How to scrape a page to clean Markdown in Node.js
If you've tried to feed a web page to an LLM or a search index, you have probably watched most of what you send turn out to be noise: the nav bar, a cookie banner, ad slots, share buttons, a few analytics scripts. The article you actually wanted is a small slice of the bytes, buried in markup the model then has to read around.
Stripping all of that away is a solved problem. The solution is to run the page through a readability pass that keeps only the article body, then convert that clean HTML to Markdown. We'll build a small script that fetches the page with a normal browser header so the server returns the real article instead of a bot stub, runs it through Mozilla's Readability to drop the nav, ads, and boilerplate, and hands what's left to Turndown for the Markdown, with a little care for the edge cases that bite in practice: JavaScript-rendered pages, tables, and code blocks. It comes out to about 25 lines and two open-source libraries.
The complete script
// scrape-to-markdown.mjs
import { Readability } from '@mozilla/readability'
import { JSDOM } from 'jsdom'
import TurndownService from 'turndown'
const url = 'https://en.wikipedia.org/wiki/Web_scraping'
const html = await fetch(url, {
headers: { 'User-Agent': 'Mozilla/5.0' }
}).then(r => r.text())
const dom = new JSDOM(html, { url })
const article = new Readability(dom.window.document).parse()
const turndown = new TurndownService({
headingStyle: 'atx',
codeBlockStyle: 'fenced'
})
console.log(article.title)
console.log(turndown.turndown(article.content))npm install @mozilla/readability jsdom turndown
node scrape-to-markdown.mjsHow it works
Set a normal browser User-Agent. A bare fetch() from Node sends node as its User-Agent, and plenty of sites 403 on that, so pasting a normal Mozilla string fixes most of them. This is politeness, not stealth - sites that actually want to block bots block harder than a UA string.
Parse with JSDOM, and pass the URL. Readability needs a DOM, and it needs the page's URL so relative links resolve, so the { url } option is not optional - drop it and the internal links in your Markdown point nowhere. JSDOM parses at 100-300ms per heavy page, so once you are processing thousands of pages, swap it for linkedom, which is about 5x faster and mostly drop-in.
Extract with Readability. new Readability(doc).parse() returns { title, byline, excerpt, content, ... }, where content is cleaned-up HTML of the article body.
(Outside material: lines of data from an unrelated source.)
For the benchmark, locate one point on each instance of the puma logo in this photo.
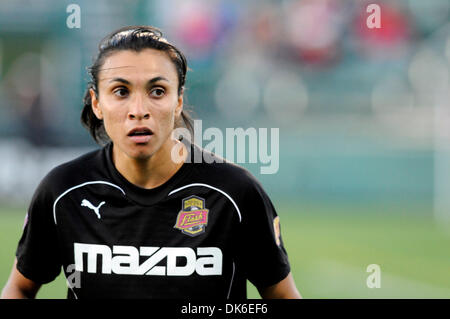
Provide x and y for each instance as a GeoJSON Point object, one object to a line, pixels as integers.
{"type": "Point", "coordinates": [88, 204]}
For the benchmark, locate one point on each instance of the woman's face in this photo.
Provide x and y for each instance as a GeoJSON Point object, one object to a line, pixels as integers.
{"type": "Point", "coordinates": [138, 101]}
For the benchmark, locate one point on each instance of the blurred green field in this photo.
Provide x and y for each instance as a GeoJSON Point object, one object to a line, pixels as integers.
{"type": "Point", "coordinates": [330, 248]}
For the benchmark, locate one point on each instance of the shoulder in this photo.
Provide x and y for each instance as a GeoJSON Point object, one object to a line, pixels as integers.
{"type": "Point", "coordinates": [76, 171]}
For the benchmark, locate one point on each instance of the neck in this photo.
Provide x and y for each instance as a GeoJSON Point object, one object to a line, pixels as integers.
{"type": "Point", "coordinates": [150, 172]}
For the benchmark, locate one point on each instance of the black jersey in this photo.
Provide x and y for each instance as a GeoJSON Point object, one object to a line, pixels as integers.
{"type": "Point", "coordinates": [201, 234]}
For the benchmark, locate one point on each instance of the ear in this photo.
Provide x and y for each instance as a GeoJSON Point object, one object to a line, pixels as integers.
{"type": "Point", "coordinates": [179, 107]}
{"type": "Point", "coordinates": [95, 105]}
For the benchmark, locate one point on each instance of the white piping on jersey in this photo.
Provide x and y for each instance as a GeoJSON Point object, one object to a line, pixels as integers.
{"type": "Point", "coordinates": [231, 283]}
{"type": "Point", "coordinates": [78, 186]}
{"type": "Point", "coordinates": [216, 189]}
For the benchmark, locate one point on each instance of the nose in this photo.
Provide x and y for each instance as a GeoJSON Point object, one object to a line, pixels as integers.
{"type": "Point", "coordinates": [138, 110]}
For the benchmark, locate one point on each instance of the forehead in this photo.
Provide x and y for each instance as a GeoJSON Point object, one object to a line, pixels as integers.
{"type": "Point", "coordinates": [145, 64]}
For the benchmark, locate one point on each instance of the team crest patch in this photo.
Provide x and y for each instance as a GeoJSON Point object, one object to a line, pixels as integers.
{"type": "Point", "coordinates": [193, 217]}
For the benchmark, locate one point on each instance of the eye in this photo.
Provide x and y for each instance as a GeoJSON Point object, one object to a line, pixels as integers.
{"type": "Point", "coordinates": [121, 92]}
{"type": "Point", "coordinates": [157, 92]}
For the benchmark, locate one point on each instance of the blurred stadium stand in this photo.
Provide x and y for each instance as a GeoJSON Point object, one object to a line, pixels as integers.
{"type": "Point", "coordinates": [355, 107]}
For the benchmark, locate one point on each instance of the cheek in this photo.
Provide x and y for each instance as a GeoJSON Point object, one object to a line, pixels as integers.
{"type": "Point", "coordinates": [113, 120]}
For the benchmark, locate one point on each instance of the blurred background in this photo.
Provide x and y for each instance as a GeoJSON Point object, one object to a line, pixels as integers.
{"type": "Point", "coordinates": [364, 119]}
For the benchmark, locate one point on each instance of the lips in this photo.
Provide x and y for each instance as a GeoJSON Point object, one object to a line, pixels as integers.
{"type": "Point", "coordinates": [140, 134]}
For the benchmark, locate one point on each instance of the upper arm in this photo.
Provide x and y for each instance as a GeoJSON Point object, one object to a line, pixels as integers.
{"type": "Point", "coordinates": [18, 286]}
{"type": "Point", "coordinates": [285, 289]}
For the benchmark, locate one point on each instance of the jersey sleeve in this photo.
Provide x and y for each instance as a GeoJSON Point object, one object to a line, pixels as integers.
{"type": "Point", "coordinates": [262, 251]}
{"type": "Point", "coordinates": [37, 252]}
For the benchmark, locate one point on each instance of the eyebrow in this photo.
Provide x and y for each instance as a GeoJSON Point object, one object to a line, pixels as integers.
{"type": "Point", "coordinates": [151, 81]}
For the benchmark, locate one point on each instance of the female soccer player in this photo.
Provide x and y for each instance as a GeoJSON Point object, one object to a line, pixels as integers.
{"type": "Point", "coordinates": [131, 221]}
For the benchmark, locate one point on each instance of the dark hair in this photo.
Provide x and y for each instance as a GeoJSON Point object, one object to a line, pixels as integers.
{"type": "Point", "coordinates": [134, 38]}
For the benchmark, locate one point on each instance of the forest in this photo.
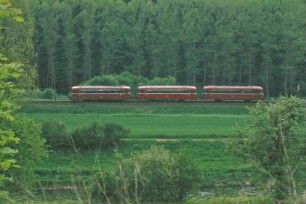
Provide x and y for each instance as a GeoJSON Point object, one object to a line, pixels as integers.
{"type": "Point", "coordinates": [198, 42]}
{"type": "Point", "coordinates": [152, 152]}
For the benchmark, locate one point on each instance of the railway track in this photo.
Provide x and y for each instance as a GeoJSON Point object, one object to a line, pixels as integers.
{"type": "Point", "coordinates": [141, 103]}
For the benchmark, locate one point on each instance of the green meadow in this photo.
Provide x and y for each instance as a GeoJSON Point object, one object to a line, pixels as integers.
{"type": "Point", "coordinates": [148, 121]}
{"type": "Point", "coordinates": [201, 132]}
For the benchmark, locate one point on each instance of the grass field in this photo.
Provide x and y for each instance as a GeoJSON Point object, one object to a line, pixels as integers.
{"type": "Point", "coordinates": [155, 126]}
{"type": "Point", "coordinates": [148, 121]}
{"type": "Point", "coordinates": [200, 131]}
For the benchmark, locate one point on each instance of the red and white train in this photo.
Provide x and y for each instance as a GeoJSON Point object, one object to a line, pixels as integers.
{"type": "Point", "coordinates": [167, 93]}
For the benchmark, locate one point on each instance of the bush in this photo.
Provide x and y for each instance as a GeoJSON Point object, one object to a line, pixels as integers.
{"type": "Point", "coordinates": [55, 134]}
{"type": "Point", "coordinates": [97, 136]}
{"type": "Point", "coordinates": [48, 94]}
{"type": "Point", "coordinates": [155, 175]}
{"type": "Point", "coordinates": [31, 150]}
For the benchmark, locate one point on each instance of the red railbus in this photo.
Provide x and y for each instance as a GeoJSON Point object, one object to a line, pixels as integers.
{"type": "Point", "coordinates": [246, 93]}
{"type": "Point", "coordinates": [100, 93]}
{"type": "Point", "coordinates": [167, 93]}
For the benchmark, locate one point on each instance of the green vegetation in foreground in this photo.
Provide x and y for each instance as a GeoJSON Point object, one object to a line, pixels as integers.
{"type": "Point", "coordinates": [120, 108]}
{"type": "Point", "coordinates": [148, 121]}
{"type": "Point", "coordinates": [155, 126]}
{"type": "Point", "coordinates": [216, 164]}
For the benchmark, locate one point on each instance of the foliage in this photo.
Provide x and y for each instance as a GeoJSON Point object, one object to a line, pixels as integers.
{"type": "Point", "coordinates": [97, 135]}
{"type": "Point", "coordinates": [231, 200]}
{"type": "Point", "coordinates": [48, 94]}
{"type": "Point", "coordinates": [55, 133]}
{"type": "Point", "coordinates": [9, 73]}
{"type": "Point", "coordinates": [197, 42]}
{"type": "Point", "coordinates": [274, 140]}
{"type": "Point", "coordinates": [31, 150]}
{"type": "Point", "coordinates": [150, 176]}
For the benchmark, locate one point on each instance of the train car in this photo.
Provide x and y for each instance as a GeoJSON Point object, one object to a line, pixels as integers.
{"type": "Point", "coordinates": [180, 93]}
{"type": "Point", "coordinates": [100, 93]}
{"type": "Point", "coordinates": [245, 93]}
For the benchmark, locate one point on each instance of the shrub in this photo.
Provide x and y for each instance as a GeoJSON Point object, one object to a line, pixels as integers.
{"type": "Point", "coordinates": [155, 175]}
{"type": "Point", "coordinates": [48, 94]}
{"type": "Point", "coordinates": [97, 136]}
{"type": "Point", "coordinates": [31, 150]}
{"type": "Point", "coordinates": [55, 134]}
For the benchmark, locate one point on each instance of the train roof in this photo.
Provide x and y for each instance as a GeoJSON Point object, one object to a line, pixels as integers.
{"type": "Point", "coordinates": [101, 88]}
{"type": "Point", "coordinates": [163, 88]}
{"type": "Point", "coordinates": [220, 88]}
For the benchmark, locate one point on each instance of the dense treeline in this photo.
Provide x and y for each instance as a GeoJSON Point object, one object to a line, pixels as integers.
{"type": "Point", "coordinates": [237, 42]}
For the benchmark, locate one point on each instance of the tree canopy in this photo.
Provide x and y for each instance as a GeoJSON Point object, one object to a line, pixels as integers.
{"type": "Point", "coordinates": [198, 42]}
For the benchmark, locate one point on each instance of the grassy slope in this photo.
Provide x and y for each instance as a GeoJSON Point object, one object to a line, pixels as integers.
{"type": "Point", "coordinates": [213, 124]}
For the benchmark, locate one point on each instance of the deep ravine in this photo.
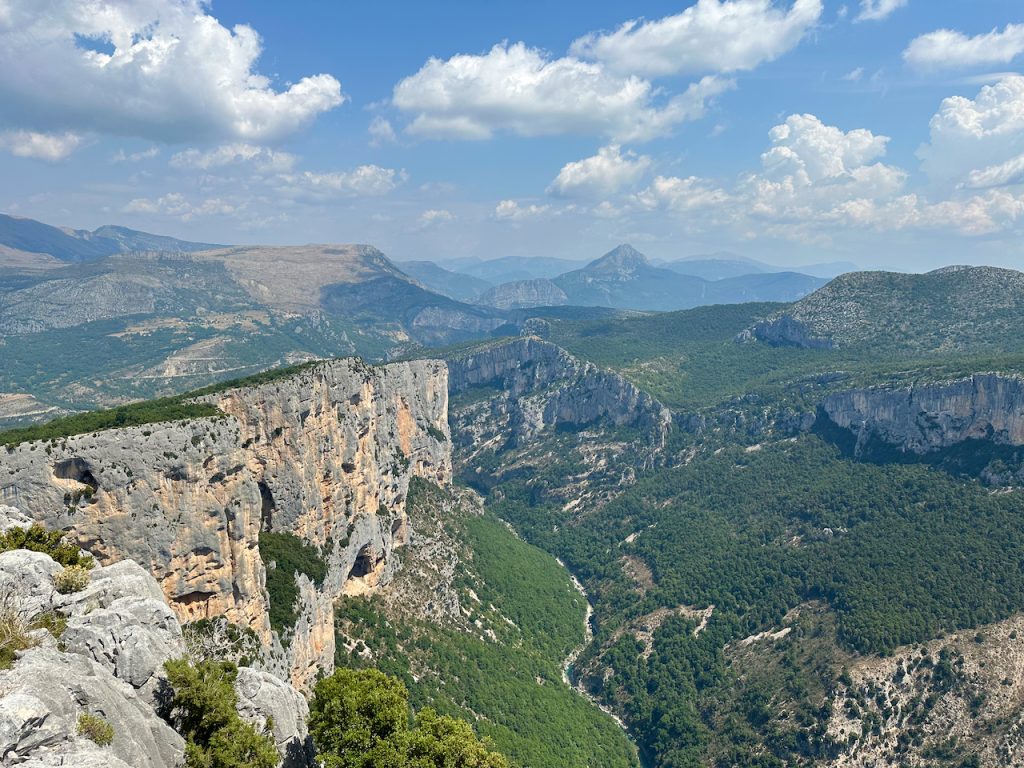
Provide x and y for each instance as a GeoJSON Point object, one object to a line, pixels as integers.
{"type": "Point", "coordinates": [570, 659]}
Listing pages, splash pages, and paywalls return null, so check before you use it. One failure mode dominates: fetch only sees the server's initial HTML, so a React, Vue, or Next-with-client-data page hands back an empty shell, which means you render it with Puppeteer or Playwright first and pass page.content() to JSDOM. On Wikipedia-style pages, Readability keeps the inline table of contents, so strip it before parsing with doc.querySelectorAll('.toc, .vector-toc, #toc').forEach(el => el.remove()).
Configure Turndown once. Defaults give you indented code blocks and a setext-and-atx heading mix, so pass headingStyle: 'atx' and codeBlockStyle: 'fenced' at construction time and reuse the instance for every page. Two conversions need help: Turndown's core set skips <table>, so install turndown-plugin-gfm and call turndown.use(gfm.tables) to keep tabular content; and it drops the language-X class on code blocks, so register a custom rule that reads that class and emits a language-tagged fence when you need the highlight hint downstream.
Use this when
You want the main article body of a page as Markdown - for an LLM context window, a RAG index, a content-syndication pipeline, or a personal read-later workflow. One document of human text per page.
Skip this when
You need every link on a listing page (use a sitemap walker); the page is single-page-app rendered (render first with Puppeteer); the content is behind a login (handle auth first); you need structured fields rather than article text (use schema extraction).